Further Findings by Ian Halbert
Exhibit G: Further evidence can be found in Industrial Food’s “Supermarket Pastoral” – Michael Pollan’s term for the images of rustic barns, cows and farmers used to sell us our heavily processed and industrialized meat and produce.
Exhibit H: But farms have a fighting chance, due in large part to a renewed interest in food and agricultural issues in urban areas. There is a movement to bring the country to the city with vertical gardening and there is also a healthy cohort of young urbanites actually leaving the city for rural areas to revive lost food arts or agricultural practices. Wendell Berry would be the best example of setting a trend years before it became one, by leaving NYC for the confines of Port Royal, KY. Others have followed in suit, if not in style: we have no other comparable body of moral and agrarian writing. Nevertheless, over the years, we have been getting better and better pork, cheese and produce from those willing to take up again responsible agriculture and animal husbandry.
You can find a good deal of that artisanal cheese at Formaggio Kitchen. For a brief while, I volunteered on weekends at Formaggio here in Cambridge, MA. Formaggio is easily the largest and most well-regarded cheesemonger in the United States, with an average of almost 300 cheeses from across Europe and the United States regularly in stock, many of which are exclusive to Formaggio. It is also the only cheesemonger in the U.S. which has a cheese cave for aging and finishing the cheeses (a process called affinage, during which every wheel of cheese must be weekly turned and the cave scrubbed of all cheese mites – a chore I have had the pleasure of doing). You can take a video tour of the store here (mid-page).
Exhibit I: Among the American producers whose cheese Forgaggio carries is Twig Farm, located in Vermont and started by Michael Lee and Emily Sunderman. Mr. Lee got his start in cheese managing Formaggio’s sister store in Boston’s South End, before the pair headed north for more rustic digs.

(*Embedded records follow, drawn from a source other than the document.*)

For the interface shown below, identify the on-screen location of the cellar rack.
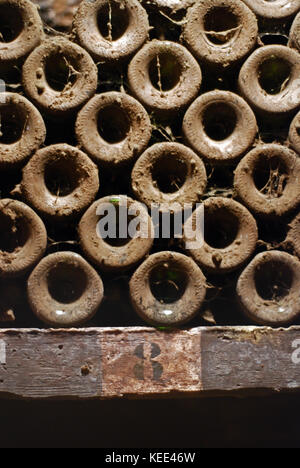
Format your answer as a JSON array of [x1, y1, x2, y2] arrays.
[[0, 325, 300, 399], [1, 2, 299, 403]]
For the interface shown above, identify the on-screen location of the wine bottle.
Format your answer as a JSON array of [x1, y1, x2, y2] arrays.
[[129, 251, 207, 326], [131, 142, 207, 211], [78, 195, 154, 272], [182, 0, 258, 69], [76, 91, 152, 166], [0, 198, 47, 278], [289, 11, 300, 51], [22, 37, 98, 119], [289, 111, 300, 154], [128, 40, 202, 119], [20, 143, 99, 221], [0, 0, 43, 74], [287, 212, 300, 258], [238, 45, 300, 118], [0, 93, 46, 170], [184, 196, 258, 274], [72, 0, 149, 65], [237, 250, 300, 326], [234, 144, 300, 218], [242, 0, 300, 22], [182, 90, 258, 165], [27, 251, 104, 327]]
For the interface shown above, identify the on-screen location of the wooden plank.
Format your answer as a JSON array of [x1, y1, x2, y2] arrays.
[[0, 326, 300, 399], [0, 329, 102, 399], [201, 327, 300, 395]]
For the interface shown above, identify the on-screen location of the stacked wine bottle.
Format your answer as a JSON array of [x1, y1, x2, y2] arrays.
[[0, 0, 300, 328]]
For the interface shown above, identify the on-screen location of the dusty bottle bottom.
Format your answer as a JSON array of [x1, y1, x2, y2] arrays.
[[0, 0, 43, 72], [76, 91, 152, 166], [237, 250, 300, 326], [242, 0, 300, 21], [184, 197, 258, 274], [78, 195, 154, 273], [287, 213, 300, 259], [0, 199, 47, 279], [20, 143, 100, 221], [0, 93, 46, 170], [234, 144, 300, 218], [131, 142, 207, 210], [129, 251, 207, 326], [128, 40, 202, 119], [22, 36, 98, 119], [182, 0, 258, 68], [289, 111, 300, 154], [72, 0, 149, 64], [27, 251, 104, 327], [238, 44, 300, 117], [289, 11, 300, 51], [182, 90, 258, 165]]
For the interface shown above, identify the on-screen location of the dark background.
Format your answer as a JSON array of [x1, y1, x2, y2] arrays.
[[1, 393, 300, 448]]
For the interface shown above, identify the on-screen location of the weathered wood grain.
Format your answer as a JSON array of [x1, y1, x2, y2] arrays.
[[201, 327, 300, 396], [0, 326, 300, 399]]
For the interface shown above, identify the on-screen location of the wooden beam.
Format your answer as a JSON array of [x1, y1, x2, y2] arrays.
[[0, 326, 300, 399]]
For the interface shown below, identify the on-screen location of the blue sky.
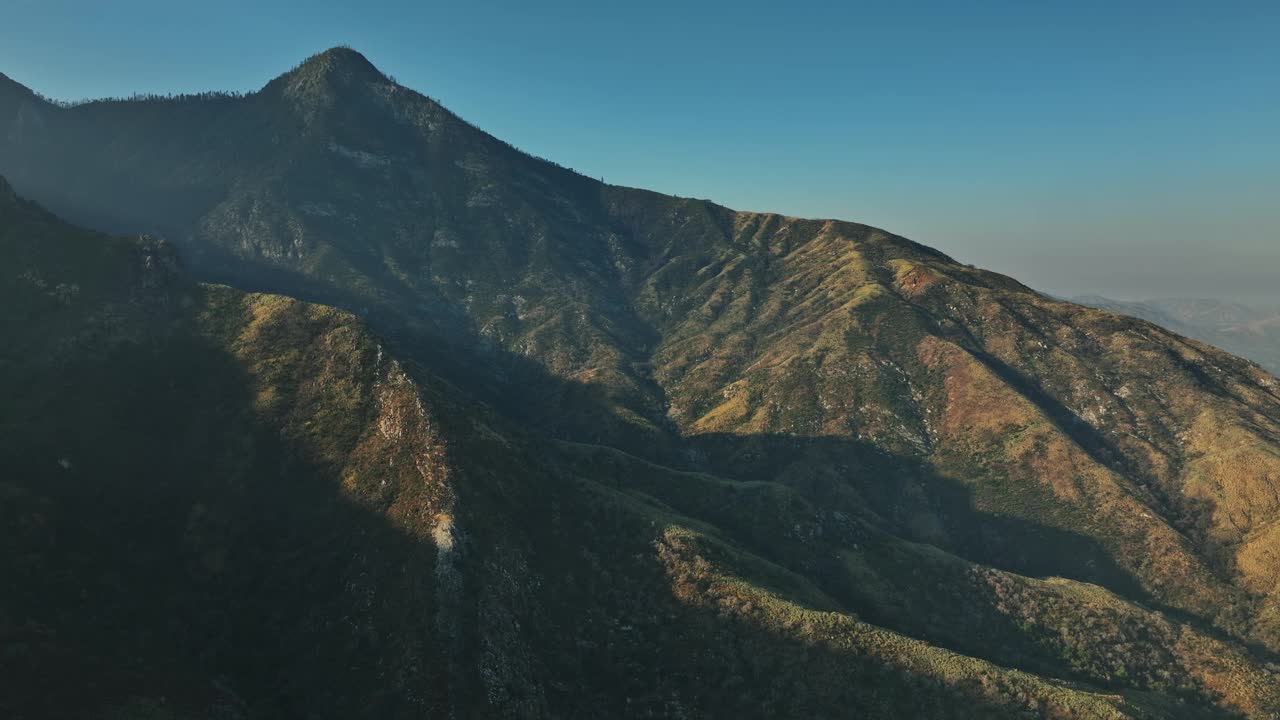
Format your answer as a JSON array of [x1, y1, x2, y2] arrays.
[[3, 0, 1278, 302]]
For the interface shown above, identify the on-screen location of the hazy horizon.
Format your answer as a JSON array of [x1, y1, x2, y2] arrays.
[[2, 0, 1276, 304]]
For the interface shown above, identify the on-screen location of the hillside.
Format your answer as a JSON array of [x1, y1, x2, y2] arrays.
[[9, 177, 1252, 720], [1075, 296, 1280, 375], [5, 49, 1280, 718], [0, 177, 459, 717]]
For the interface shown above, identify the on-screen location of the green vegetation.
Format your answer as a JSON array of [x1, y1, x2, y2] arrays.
[[4, 48, 1280, 718], [1076, 295, 1280, 375]]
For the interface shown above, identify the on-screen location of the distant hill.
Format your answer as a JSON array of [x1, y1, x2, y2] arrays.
[[5, 49, 1280, 718], [1075, 295, 1280, 374]]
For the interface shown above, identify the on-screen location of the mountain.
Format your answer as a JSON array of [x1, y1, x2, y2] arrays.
[[0, 176, 460, 717], [6, 49, 1280, 718], [6, 177, 1226, 720], [1075, 296, 1280, 375]]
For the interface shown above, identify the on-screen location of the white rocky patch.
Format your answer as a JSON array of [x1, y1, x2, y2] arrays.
[[328, 141, 391, 169], [431, 229, 460, 248], [466, 186, 499, 208], [454, 157, 488, 175]]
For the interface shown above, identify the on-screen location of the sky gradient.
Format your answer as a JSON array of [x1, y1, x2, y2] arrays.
[[2, 0, 1277, 302]]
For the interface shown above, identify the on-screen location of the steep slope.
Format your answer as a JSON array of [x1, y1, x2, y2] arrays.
[[0, 178, 462, 717], [6, 48, 1280, 717], [0, 49, 671, 455], [1075, 296, 1280, 375], [629, 214, 1280, 645], [9, 179, 1260, 719]]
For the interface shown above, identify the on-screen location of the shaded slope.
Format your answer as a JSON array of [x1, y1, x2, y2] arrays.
[[0, 181, 461, 717], [0, 49, 667, 448], [4, 48, 1280, 717], [5, 180, 1248, 719]]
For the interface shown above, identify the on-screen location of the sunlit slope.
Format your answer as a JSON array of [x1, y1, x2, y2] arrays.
[[4, 47, 1280, 717], [9, 178, 1280, 718]]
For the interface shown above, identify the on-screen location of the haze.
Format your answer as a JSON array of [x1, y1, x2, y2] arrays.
[[3, 0, 1276, 302]]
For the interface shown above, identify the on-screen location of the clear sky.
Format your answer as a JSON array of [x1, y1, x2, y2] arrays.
[[3, 0, 1278, 303]]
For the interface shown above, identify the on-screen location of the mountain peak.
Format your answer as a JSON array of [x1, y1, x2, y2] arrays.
[[266, 46, 389, 105], [293, 46, 384, 82], [0, 175, 15, 205]]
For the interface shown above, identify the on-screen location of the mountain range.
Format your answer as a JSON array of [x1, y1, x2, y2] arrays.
[[4, 47, 1280, 719], [1073, 296, 1280, 376]]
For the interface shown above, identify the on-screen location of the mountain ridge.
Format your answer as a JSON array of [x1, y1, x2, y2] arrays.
[[5, 49, 1280, 718], [1074, 294, 1280, 375], [6, 177, 1230, 719]]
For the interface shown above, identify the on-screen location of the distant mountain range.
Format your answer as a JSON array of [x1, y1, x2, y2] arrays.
[[5, 48, 1280, 719], [1074, 296, 1280, 375]]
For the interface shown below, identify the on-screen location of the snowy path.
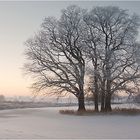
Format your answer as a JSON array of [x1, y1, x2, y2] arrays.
[[0, 107, 139, 139]]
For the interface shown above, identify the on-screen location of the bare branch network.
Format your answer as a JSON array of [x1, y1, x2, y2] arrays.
[[24, 5, 140, 112]]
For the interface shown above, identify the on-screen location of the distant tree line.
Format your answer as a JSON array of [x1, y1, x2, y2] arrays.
[[24, 5, 140, 112]]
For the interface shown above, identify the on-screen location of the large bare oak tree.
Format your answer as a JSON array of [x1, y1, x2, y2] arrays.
[[24, 5, 86, 111]]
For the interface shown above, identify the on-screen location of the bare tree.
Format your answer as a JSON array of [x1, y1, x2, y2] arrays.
[[24, 5, 140, 112], [83, 13, 101, 112], [84, 6, 140, 111], [24, 5, 87, 111]]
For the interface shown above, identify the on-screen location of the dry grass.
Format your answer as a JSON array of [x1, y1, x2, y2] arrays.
[[59, 109, 95, 116], [59, 108, 140, 116], [113, 108, 140, 115]]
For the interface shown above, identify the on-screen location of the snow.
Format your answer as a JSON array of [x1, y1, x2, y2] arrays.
[[0, 107, 139, 139]]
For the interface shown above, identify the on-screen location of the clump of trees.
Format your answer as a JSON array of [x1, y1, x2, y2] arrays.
[[0, 95, 5, 102], [24, 5, 140, 112]]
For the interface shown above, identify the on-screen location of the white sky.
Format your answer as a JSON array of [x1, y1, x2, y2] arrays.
[[0, 1, 140, 97]]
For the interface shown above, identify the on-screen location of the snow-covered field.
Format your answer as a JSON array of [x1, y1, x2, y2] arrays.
[[0, 106, 140, 139]]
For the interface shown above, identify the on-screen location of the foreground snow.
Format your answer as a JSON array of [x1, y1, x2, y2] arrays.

Exhibit J: This phenomenon surrounding cheese is most vividly described by the author Brad Kessler in his wonderful book Goatsong. Mr. Kessler himself left NYC for Vermont to raise goats and make cheese. Part memoir, part history lesson, Goatsong catalogues Kessler’s trouble and joy in raising goats and making cheese. Though the opportunity for Romanticism abounds, Kessler does not skimp on the details of the actual dirt of rural work – as in the following excerpt from his adventure in finding a bull goat to mate with his does:
“Mary Beth approached Goliath. He eyed the does on the opposite side of the fence. Then he reached back toward his stiffened penis, lifted a hind leg, and shot urine into his mouth. Urine dripped down his beard, and he turned and stared at Mary Beth" (pp. 27-28).
From this episode, Kessler goes on to discuss the derivation of the word “horny” and the Graeco-Roman god Pan, famous for his licentiousness. It is a particular strength of Kessler’s book that such episodes of agricultural realia are followed by explorations of the philological, literary, artistic or cultural history of agriculture. The title itself points us toward that end: goatsong is a literal approximation of the Greek word tragoidia or our tragedy. Kessler’s point of view – one shared by an increasing number of urban people – is that art is a product of its environment. Who knows, perhaps among the Vermont cheesemakers there skulks a second Hesiod or Vergil!